2 garlic cloves, peeled and chopped

5cm ginger, peeled and grated

2 tbsp soy sauce

1 tsp sesame oil

2 tsp rapeseed or olive oil

4 tbsp rice wine vinegar

1 tsp five spice powder

2 tsp brown sugar


1 Heat the oven to gas mark 4/180°C/350°F.

2 For the marinade, place the garlic, ginger, soy sauce, sesame oil, one tablespoon oil, vinegar, five spice powder and brown sugar in a large bowl and mix to combine. Add the beef, toss to coat and set aside in the fridge for one hour to marinate, if possible.

3 When you are ready to cook the steaks, remove them from the marinade and pat dry. Reserve the marinade to use later. Season the steaks with salt and black pepper.

4 Heat a little oil in a frying pan until really hot. Cook the steaks in batches. Allow two minutes on each side. Depending on how thick the steaks are and how you like them cooked, you may need to cook them for a further one or two minutes on each side. Let the steaks rest while you make the salad.

5 To make the salad, heat a little more oil in the same frying pan over a high heat. Add the mushrooms and chilli and cook for 5 minutes. Place in a large bowl. Add the reserved marinade to the frying pan.

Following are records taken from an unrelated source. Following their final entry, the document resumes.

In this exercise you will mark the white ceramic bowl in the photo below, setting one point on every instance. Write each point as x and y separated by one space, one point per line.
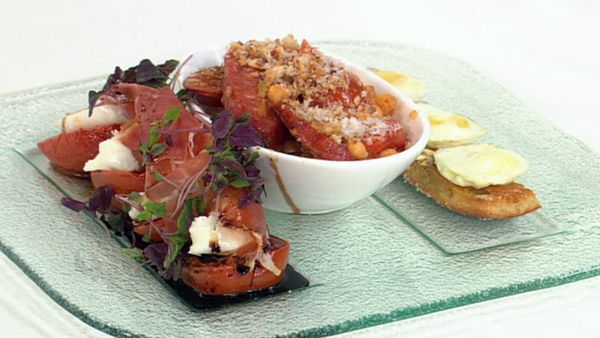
313 186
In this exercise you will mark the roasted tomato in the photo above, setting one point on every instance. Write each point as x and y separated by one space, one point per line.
215 275
317 144
207 84
124 182
241 96
68 152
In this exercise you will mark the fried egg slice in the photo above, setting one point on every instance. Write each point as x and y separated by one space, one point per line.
406 84
479 165
449 129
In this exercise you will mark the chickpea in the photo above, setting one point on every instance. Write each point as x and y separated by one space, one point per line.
386 102
358 150
290 43
277 93
388 152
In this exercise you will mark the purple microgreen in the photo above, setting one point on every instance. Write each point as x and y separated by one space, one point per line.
93 97
156 253
221 125
136 253
157 149
171 116
101 200
245 136
177 72
157 176
152 148
232 163
145 73
151 210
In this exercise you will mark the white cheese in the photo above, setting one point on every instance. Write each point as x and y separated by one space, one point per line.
102 115
479 165
207 232
112 155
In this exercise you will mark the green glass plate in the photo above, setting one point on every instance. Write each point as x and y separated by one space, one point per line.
374 262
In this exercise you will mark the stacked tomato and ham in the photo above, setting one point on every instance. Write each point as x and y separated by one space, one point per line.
256 262
299 99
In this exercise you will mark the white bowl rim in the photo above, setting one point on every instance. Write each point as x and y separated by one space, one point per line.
414 147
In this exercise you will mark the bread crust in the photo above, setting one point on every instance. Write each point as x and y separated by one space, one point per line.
496 201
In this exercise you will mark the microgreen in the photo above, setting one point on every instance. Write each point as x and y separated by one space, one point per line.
233 158
153 148
145 73
136 253
151 210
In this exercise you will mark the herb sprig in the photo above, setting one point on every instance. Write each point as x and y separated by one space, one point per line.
145 73
233 158
153 148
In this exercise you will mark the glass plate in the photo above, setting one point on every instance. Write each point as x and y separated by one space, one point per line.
369 264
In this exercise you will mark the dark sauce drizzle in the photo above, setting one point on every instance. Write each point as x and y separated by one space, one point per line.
292 280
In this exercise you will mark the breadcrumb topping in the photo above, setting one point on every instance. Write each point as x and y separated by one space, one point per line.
316 87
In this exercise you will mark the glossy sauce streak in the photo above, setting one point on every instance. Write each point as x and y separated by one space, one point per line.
286 195
292 280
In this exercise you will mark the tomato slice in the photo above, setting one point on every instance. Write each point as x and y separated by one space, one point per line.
242 96
68 152
207 84
124 182
221 276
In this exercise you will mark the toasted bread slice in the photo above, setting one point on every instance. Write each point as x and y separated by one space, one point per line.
496 201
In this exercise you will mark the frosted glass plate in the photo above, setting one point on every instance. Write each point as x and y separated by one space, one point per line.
367 264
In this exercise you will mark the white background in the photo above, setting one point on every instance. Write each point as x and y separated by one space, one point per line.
547 53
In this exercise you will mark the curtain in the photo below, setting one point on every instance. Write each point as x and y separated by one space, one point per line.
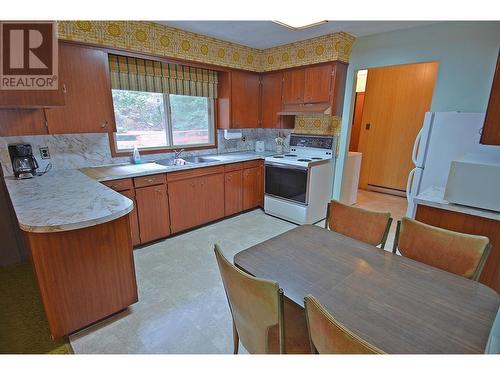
130 73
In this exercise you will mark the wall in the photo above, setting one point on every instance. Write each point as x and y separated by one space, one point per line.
466 52
150 37
69 151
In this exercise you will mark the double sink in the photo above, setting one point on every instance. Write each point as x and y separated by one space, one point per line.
187 161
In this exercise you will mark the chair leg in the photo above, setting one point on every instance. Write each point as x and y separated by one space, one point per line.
236 339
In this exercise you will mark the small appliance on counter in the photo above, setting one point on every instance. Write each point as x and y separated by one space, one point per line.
259 146
24 163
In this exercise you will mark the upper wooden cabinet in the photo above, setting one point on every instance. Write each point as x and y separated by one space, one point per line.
491 129
238 100
89 107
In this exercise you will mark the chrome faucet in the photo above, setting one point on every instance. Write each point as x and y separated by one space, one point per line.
177 154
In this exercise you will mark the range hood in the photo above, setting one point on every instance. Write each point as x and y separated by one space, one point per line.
306 109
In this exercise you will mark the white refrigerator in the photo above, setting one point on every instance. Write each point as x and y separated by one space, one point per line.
444 136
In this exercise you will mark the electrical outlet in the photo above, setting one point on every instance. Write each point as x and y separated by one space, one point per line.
44 152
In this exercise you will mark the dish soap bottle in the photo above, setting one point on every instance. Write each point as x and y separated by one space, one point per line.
136 156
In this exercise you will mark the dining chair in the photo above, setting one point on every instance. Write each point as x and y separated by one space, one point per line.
256 306
361 224
493 344
455 252
328 336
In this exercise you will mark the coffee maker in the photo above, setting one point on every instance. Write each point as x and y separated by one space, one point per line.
24 163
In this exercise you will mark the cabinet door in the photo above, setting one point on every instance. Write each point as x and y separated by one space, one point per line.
184 204
233 187
251 189
271 99
134 220
293 86
89 107
491 130
211 194
318 81
153 212
245 93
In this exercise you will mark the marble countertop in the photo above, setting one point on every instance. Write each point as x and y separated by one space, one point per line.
434 197
62 200
113 172
70 199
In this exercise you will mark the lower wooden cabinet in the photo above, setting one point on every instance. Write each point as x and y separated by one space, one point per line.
153 212
233 195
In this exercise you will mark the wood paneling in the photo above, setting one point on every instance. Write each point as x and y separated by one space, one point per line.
133 218
356 122
396 100
464 223
89 107
15 122
318 80
491 129
233 195
153 212
395 303
84 275
293 86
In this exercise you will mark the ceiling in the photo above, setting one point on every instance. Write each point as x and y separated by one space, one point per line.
266 34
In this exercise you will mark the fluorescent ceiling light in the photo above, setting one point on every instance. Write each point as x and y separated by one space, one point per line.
299 24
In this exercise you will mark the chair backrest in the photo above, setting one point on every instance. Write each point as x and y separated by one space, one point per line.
455 252
256 306
493 344
365 225
328 336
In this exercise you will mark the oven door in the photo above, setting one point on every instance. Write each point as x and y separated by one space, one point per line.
287 182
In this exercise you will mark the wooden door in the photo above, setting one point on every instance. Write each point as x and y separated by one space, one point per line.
293 86
491 130
251 189
211 197
133 218
318 81
396 99
271 99
184 204
153 212
233 192
245 99
89 106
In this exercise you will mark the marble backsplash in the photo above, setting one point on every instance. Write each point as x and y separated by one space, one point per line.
70 151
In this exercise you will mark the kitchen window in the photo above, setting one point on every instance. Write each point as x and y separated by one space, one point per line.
152 120
160 105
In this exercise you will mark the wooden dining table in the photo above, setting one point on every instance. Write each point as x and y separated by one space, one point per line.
395 303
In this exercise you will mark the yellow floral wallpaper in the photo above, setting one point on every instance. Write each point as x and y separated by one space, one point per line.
167 41
318 124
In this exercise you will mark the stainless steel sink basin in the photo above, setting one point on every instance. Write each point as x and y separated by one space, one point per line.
188 160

Rinse out the bowl the marinade was in with a couple of tablespoons of water and add this to the frying pan. Bring to a simmer and cook for 2 minutes or until slightly reduced. Then add it into the bowl with the mushrooms.

6 Add the cooked noodles, lime zest, juice and cucumber to the bowl and gently toss to combine. Keep aside a tablespoon of the coriander leaves and half the scallions. Stir the rest through the noodles. Taste and season. Sprinkle the reserved coriander leaves and scallions over the top.

7 Slice the steaks and serve them along with the noodle salad.